While gateway-only architecture is an internal platform behavior rather than something you configure via playbook, it's good practice to validate that automation workflows which call the AAP API still behave correctly after upgrading, since all calls — including those from your own automation — resolve through the gateway endpoint. Here's an illustrative example of a health-check play that confirms the gateway is correctly routing requests to the controller API after an AAP 2.7 upgrade:

---
- name: Validate AAP gateway routing after 2.7 upgrade
  hosts: localhost
  gather_facts: false
  vars:
    aap_gateway_url: "https://aap-gateway.example.com"
    aap_validate_certs: true

  tasks:
    - name: Confirm gateway responds and routes to controller API
      ansible.builtin.uri:
        url: "{{ aap_gateway_url }}/api/controller/v2/ping/"
        method: GET
        validate_certs: "{{ aap_validate_certs }}"
        status_code: 200
      register: gateway_ping

    - name: Confirm gateway routes to automation hub
      ansible.builtin.uri:
        url: "{{ aap_gateway_url }}/api/hub/v3/status/"
        method: GET
        validate_certs: "{{ aap_validate_certs }}"
        status_code: 200
      register: hub_ping

    - name: Report gateway routing status
      ansible.builtin.debug:
        msg: >
          Gateway routing OK — controller reachable in
          {{ gateway_ping.elapsed }}s, hub reachable in
          {{ hub_ping.elapsed }}s. No direct service endpoints queried.

Notice both API calls target the same gateway hostname — that's the point. There should be no separate hostnames or ports for controller and hub traffic once your load balancer and DNS are aligned with the gateway-only model.

Gateway-only architecture didn't ship in isolation. AAP 2.7 also brings PostgreSQL 16 and 17 support, an upgrade to Django 5.2 LTS, and a centralized OpenAPI spec that documents the gateway's unified API surface — a natural companion to routing all traffic through one place, since it's now feasible to describe the entire platform's API in one specification rather than several component-specific ones. Phase 1 of the ansible.platform configuration-as-code collection also lands in 2.7, letting teams codify gateway and platform configuration rather than clicking through the UI.

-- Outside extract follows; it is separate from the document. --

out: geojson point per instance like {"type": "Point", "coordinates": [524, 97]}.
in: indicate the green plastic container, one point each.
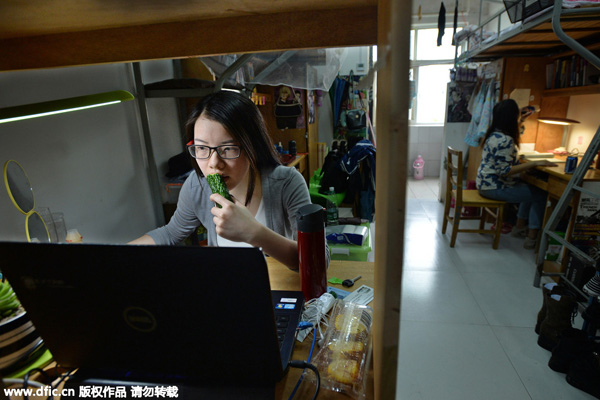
{"type": "Point", "coordinates": [314, 185]}
{"type": "Point", "coordinates": [351, 252]}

See also: AAP 2.7 EE Builder Step 3: Destination, Build, and Publish to Git

Key Takeaways

  • AAP 2.7 mandates gateway-only architecture: all inter-component traffic — including internal service-to-service calls — must route through the gateway, with no direct paths permitted.
  • This is enforced, not advisory: Red Hat regression-tests the constraint, so it won't silently regress in future releases.
  • Security and auditability improve: centralized authentication, authorization, TLS termination, and logging replace fragmented per-component handling.
  • Network-segmented deployments need a review: confirm only the gateway ingress needs cross-zone reachability before upgrading.
  • It pairs with a centralized OpenAPI spec: one ingress and one documented API surface go hand in hand in 2.7.
  • If you're planning the upgrade path, remember AAP 2.4 reaches end of life in June 2026, and Extended Update Support carries a 50% premium for the first 12-month term (75% for a second) — factor the gateway-only architecture review into that upgrade planning window now.